手を伸ばした先にある少し固い髪質に、イヴは苦戦しながらもがしがしと泡立てていく。
「七武海に入ろうとしてるの?」
「ああ」
「私なんて利用価値ないわよ。もう元帥の娘でもないしね」
「今となってはそんな事どうでも良い。気付けば、お前を本気で愛すようになっていた」
ローの言葉にイヴの心臓が跳ね、一瞬頭を触る手が止まった。
「……今、すごくローの事可愛らしいって思っちゃった。利用しようと思ってた人間を好きになるなんて」
イヴがふふ、と笑う。
「事実だ。隠すつもりもねェよ」
「……まだ、やっぱりその想いに応える事は出来ないけれど、あなたに惹かれているわ。エースが死んだと聞かされる前に、二人の間で揺れてたのも確か。……シャンプー、もう大丈夫かしら?」
ローが「ああ」と返事をして再びシャワーをイヴに渡した。
イヴの手によって、綺麗に洗い流されていく。
「髪を洗われるのなんて、初めてだ」
「気持ちの良いものでしょう?」
「……そうだな」
「……いつもありがとう、ロー」
二人は、耳に入るシャワーの音が何時にも増して心地良く思えた。
身体を洗い拭き終え着替えた二人は、ベッドの中に居た。
すっかり夜も更けて、月明かりの光が窓から入ってきていた。
「ロー」
イヴがローの方を向くと、仰向けのローがイヴの頭に手を置いた。
「どうした」
「……私なんて、何の価値もないわ。ローならもっと良い女がいる筈よ。……何で私なの?」
「人を愛すのに理由が必要か」
イヴが首を軽く横に振った。
「価値を決めるのは、おれだ。イヴ、愛している」
ストレートなローの愛の言葉に、顔が熱くなるのを感じた。
「……不器用なわりに、直球だから困るわ」
「大事な人を亡くした悲しみが簡単に癒えねェ事も知ってる」
いつか応えてくれれば、それでいい。
らしくない台詞だと、ローはその言葉を飲み込んだ。
「何か、続きを言おうとした?」とイヴが尋ねたが、ローは「いや」と、冷静に努めて小さく首を振った。
「そう。
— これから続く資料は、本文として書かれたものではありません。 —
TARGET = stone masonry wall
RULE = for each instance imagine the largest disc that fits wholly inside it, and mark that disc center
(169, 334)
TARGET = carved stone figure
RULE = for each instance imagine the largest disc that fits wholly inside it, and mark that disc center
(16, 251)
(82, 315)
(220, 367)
……時間は掛かるかもしれないけれど、ちゃんとあなたと向き合うわ」
イヴはそう言ってローの大きな手に自分の手を絡めた。
ローはそれに応えて、指を交差させ、結んだ。
「だから、ロー。あなたは、死なないで」
真剣だけれど、消えそうな声で言った。
「死なねェ」
ローはイヴと向き合うと、前髪を上げ額に口づけた。
その声の安心感と、額に感じる唇のくすぐったさにイヴは笑い声を漏らした。